In Figure 3, all the assumptions are valid and the subject is detected accurately with only minor extra space on the right hand side due to the size of the regions. The Output image is shown that shows the effect of running the filter over the images. The groups can be seen to be made up out of the lighter areas of the image, showing area of the image that can be considered foreground information.
In Figure 4 the images are labelled (a)-(d) from left to right.
The region including the subject includes the complete body despite the fact that the arms are spread out.
In this image, the colour of the clothing being worn is similar to the background image. This image is one of the ones in which the algorithm was expected to experience difficulty. Instead, the subject is picked up accurately with the smallest possible analysis region being generated.
In this image despite the fact that the subject is either further away or at different distances to other potential objects of interest. He is still detected as the most likely region to hold a human.
This image despite the assumptions not being held as true deals quite well, the overall region detection picks up the area of the image including the person but has extra image that we would rather not analyse. However, the size of the image that requires analysis is still far smaller than original.
The scope of the system developed reaches into multiple fields of computer vision such as motion capture and augmented reality. The algorithm presented here has scope for improvement. The basic principle has been proven in this early test, allowing further development of systems that are dependent upon knowing the difference between background and objects in a scene efficiently. Systems can be developed off this that are able to track the objects detected between frame to frame without compromising upon the flexibility of the camera movement.
The system being developed is designed for human motion capture with multiple avenues in industry. Human motion capture systems are expensive to own in house for graphical production companies due to the expensive recording equipment and the high processing needs. These types of systems are typically fitted to one room and are not very portability. The system in development and the early prototype are designed with the ability to be used in multiple settings with little computational expense making an overall less expensive system. The idea is not only for use in house interest has already been shown in the area of augmented reality applications for users at home allowing interaction with company produced content.
This paper proposed a system for use in stereoscopic vision that has potential reaches into industrial fields. Although the system created here is not as accurate as some of its predecessors there are some significant advantages in that the camera can move freely without any initialisation between location changes, the processing is unaffected by light variation between frames and the system can process extremely quickly.
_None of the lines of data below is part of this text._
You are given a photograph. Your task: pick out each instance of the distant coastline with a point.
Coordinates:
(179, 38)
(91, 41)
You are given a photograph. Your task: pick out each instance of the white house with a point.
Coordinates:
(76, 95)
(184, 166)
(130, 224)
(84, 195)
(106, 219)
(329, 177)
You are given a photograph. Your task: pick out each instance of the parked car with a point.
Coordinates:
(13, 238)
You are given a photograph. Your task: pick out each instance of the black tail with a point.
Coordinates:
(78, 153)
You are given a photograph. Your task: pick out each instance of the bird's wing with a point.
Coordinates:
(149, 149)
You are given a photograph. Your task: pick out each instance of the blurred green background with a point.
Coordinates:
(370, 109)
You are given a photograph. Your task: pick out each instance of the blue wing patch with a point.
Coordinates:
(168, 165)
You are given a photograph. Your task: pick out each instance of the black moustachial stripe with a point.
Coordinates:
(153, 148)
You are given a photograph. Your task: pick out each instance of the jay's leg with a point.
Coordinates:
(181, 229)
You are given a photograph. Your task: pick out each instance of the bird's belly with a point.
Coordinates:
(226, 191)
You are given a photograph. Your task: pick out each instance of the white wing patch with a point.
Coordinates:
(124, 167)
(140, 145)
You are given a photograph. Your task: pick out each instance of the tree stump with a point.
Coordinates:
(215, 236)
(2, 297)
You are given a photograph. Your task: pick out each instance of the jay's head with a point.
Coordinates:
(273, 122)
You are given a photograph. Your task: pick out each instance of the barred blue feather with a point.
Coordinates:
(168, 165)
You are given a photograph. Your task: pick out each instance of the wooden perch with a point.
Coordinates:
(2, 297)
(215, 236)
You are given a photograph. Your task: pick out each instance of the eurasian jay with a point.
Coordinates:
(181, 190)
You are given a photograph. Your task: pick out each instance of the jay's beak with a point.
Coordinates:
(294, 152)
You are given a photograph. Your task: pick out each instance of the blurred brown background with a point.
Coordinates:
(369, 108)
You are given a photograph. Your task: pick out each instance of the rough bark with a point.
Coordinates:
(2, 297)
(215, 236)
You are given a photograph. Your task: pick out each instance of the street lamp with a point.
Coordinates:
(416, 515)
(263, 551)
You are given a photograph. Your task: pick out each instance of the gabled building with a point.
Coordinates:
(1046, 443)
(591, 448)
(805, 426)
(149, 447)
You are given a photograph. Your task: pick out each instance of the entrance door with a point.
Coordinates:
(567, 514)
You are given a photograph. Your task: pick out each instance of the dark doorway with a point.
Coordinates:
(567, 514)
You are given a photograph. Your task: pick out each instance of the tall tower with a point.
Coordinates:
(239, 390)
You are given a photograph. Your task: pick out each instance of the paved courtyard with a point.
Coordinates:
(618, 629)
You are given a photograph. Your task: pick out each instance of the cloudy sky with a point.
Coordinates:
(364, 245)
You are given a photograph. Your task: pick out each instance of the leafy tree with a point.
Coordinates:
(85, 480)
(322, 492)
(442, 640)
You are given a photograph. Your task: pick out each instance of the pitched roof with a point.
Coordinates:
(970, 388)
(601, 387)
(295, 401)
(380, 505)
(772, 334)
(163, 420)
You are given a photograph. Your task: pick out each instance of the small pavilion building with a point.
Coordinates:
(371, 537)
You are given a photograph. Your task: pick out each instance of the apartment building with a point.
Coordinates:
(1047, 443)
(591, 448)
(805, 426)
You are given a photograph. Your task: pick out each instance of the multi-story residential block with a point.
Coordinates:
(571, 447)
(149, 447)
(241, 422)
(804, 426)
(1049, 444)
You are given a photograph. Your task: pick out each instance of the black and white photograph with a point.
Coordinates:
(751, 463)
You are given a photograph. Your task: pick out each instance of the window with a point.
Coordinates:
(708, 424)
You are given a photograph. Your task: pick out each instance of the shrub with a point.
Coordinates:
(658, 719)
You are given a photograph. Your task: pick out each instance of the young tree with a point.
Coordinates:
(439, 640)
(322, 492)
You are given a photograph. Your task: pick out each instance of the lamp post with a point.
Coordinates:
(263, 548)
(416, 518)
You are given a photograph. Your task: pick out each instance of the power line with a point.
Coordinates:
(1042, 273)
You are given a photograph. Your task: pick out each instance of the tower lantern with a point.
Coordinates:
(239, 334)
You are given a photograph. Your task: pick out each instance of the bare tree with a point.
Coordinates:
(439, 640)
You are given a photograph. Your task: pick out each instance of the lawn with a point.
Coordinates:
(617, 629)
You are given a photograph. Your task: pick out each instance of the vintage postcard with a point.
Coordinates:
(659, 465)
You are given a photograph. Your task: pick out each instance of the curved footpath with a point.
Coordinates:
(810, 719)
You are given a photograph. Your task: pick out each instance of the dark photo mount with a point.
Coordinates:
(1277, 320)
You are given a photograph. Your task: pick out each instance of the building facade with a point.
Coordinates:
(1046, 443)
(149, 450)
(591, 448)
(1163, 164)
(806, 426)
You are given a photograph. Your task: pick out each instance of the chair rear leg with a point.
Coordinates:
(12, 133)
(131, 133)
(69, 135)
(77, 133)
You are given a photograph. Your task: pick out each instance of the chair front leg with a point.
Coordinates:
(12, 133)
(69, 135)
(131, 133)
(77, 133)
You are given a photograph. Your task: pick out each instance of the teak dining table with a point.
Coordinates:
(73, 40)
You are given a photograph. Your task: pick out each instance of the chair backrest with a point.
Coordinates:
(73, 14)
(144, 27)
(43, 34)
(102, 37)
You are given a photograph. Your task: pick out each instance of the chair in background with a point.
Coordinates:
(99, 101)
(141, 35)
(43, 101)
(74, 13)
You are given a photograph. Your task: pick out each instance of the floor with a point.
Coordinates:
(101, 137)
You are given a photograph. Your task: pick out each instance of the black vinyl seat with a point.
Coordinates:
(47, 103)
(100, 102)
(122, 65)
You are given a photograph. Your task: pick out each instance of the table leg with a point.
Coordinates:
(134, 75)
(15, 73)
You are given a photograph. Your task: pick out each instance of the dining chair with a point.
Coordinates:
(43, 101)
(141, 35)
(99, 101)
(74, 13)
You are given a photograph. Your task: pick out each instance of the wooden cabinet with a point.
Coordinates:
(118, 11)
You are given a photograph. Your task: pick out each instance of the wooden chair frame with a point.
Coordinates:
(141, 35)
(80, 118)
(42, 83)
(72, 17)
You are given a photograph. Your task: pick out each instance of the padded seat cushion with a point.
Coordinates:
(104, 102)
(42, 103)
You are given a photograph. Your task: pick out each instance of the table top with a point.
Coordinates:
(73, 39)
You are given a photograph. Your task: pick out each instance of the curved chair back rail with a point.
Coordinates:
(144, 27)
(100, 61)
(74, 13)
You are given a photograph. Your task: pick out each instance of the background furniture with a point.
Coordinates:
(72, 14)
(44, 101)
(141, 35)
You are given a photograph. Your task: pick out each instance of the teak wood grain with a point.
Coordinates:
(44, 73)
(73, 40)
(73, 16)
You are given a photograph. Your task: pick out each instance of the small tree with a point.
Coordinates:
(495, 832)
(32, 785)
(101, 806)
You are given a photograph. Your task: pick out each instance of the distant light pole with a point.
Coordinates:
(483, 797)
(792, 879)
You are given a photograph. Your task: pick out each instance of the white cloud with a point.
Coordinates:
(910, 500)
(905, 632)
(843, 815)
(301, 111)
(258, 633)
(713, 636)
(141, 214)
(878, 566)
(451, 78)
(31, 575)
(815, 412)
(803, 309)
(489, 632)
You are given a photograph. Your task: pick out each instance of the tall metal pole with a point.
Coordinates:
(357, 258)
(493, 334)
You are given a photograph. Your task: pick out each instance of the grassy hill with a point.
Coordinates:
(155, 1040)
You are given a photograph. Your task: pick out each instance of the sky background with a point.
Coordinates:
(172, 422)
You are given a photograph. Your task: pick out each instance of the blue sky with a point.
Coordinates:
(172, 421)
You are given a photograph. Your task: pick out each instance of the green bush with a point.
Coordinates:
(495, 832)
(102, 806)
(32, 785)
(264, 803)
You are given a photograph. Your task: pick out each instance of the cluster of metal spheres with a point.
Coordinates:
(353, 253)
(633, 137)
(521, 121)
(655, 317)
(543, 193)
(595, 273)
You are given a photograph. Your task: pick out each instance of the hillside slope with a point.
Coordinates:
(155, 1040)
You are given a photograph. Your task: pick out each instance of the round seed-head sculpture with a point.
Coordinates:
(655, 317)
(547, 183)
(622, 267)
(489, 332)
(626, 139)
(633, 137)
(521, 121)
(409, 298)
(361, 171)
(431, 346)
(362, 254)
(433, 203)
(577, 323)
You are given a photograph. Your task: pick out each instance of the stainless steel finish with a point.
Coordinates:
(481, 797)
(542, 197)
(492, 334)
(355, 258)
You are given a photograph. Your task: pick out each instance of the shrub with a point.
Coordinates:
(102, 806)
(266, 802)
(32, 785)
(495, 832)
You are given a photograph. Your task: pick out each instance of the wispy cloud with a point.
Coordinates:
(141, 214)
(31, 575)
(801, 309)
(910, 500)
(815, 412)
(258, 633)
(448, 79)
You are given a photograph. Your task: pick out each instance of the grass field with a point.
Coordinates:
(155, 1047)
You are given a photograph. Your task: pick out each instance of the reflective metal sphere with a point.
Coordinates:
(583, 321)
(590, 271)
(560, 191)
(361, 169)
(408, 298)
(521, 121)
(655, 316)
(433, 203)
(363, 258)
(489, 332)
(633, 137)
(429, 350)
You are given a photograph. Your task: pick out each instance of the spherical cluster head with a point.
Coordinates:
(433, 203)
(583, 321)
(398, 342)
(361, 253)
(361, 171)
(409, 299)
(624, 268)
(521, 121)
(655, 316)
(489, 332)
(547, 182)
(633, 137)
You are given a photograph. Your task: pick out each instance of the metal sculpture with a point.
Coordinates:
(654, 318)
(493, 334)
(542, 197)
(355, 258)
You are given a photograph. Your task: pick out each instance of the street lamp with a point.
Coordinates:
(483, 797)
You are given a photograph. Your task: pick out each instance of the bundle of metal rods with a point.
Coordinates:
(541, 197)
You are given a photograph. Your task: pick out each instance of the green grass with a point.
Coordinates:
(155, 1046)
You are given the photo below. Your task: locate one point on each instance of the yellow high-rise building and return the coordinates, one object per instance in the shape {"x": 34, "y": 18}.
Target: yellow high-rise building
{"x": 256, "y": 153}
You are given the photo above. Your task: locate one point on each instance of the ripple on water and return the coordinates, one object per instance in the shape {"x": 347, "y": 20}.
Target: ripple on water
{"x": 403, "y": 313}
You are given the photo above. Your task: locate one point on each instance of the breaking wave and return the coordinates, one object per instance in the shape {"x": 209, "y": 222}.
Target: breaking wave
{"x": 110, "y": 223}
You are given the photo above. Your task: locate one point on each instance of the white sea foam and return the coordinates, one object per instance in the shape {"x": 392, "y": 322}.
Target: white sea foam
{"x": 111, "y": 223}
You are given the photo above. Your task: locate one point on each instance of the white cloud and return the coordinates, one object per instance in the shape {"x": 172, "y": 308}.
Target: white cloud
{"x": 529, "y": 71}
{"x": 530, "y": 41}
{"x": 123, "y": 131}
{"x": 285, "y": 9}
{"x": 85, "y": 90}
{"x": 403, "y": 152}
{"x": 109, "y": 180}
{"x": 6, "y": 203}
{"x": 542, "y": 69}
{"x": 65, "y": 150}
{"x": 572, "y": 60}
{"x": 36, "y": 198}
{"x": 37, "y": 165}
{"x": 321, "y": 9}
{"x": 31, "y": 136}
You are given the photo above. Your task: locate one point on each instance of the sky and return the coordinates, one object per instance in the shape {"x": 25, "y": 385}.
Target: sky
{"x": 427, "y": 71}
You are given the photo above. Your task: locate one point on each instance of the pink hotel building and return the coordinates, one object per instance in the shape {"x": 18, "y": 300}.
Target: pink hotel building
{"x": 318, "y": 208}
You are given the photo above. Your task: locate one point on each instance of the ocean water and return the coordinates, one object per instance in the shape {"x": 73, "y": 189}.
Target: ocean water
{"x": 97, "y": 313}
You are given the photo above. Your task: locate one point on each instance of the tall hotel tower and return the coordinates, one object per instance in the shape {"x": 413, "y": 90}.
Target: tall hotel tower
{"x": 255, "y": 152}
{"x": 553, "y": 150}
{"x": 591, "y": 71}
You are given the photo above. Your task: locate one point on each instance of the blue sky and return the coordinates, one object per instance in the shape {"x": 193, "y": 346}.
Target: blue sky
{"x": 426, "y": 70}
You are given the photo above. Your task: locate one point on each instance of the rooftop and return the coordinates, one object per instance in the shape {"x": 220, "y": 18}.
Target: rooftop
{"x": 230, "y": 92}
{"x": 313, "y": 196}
Each frame is independent of previous frames due to the comparison of the left and right imagery. The algorithm developed has significant possibilities for enhancement in the future to develop a system that has all the capability of its predecessors while maintaining the advantage of speed and camera mobility.
One of the major issues associated with this problem is computational expense. Real-time human region detection is possible with our system with VGA resolution images being analysed up to 120fps, which is twice that our camera was capable of recording. The two separate images are analysed combined and the human motion detected and extracted. The system makes use of the parallax effect of objects in a way that conventional stereoscopic systems do not. The result is a system that produces extremely quick approximations of a person’s location. Although the system is designed to detect people in a scene when the assumptions are valid, the output has far more potential. This system quickly identifies regions of an image that include objects this system could have abilities in the future to be used for tasks such as the mars automated missions, alternate systems have been designed using conventional means such as disparity mapping [Gol02]14. The system presented has the ability to accompany such systems for an initial processing option pointing out regions that could potentially obscure the route of the rover.
Through improving the algorithm to provide the outline of the detected person as well as the region, the system can be used for augmented reality applications. Although augmented reality was the primary motivation, the system shows potential for recognising and modelling human movement. This will allow for an effective motion capture piece of software that could be used in small rendering companies due to the low system cost.
In further work, the algorithm is going to be enhanced by having a lower level representation of the scene by grouping pixels together in smaller collections. These collections can then be compared between frames generating a representation of the world through spatial world mapping.
The next phase is to allow for multiple grouping and recognition of different objects such as in the figure where the feature has been collected along with the person. Giving the algorithm the ability to detect change in type of object e.g. colour variation has the potential to stop false groupings.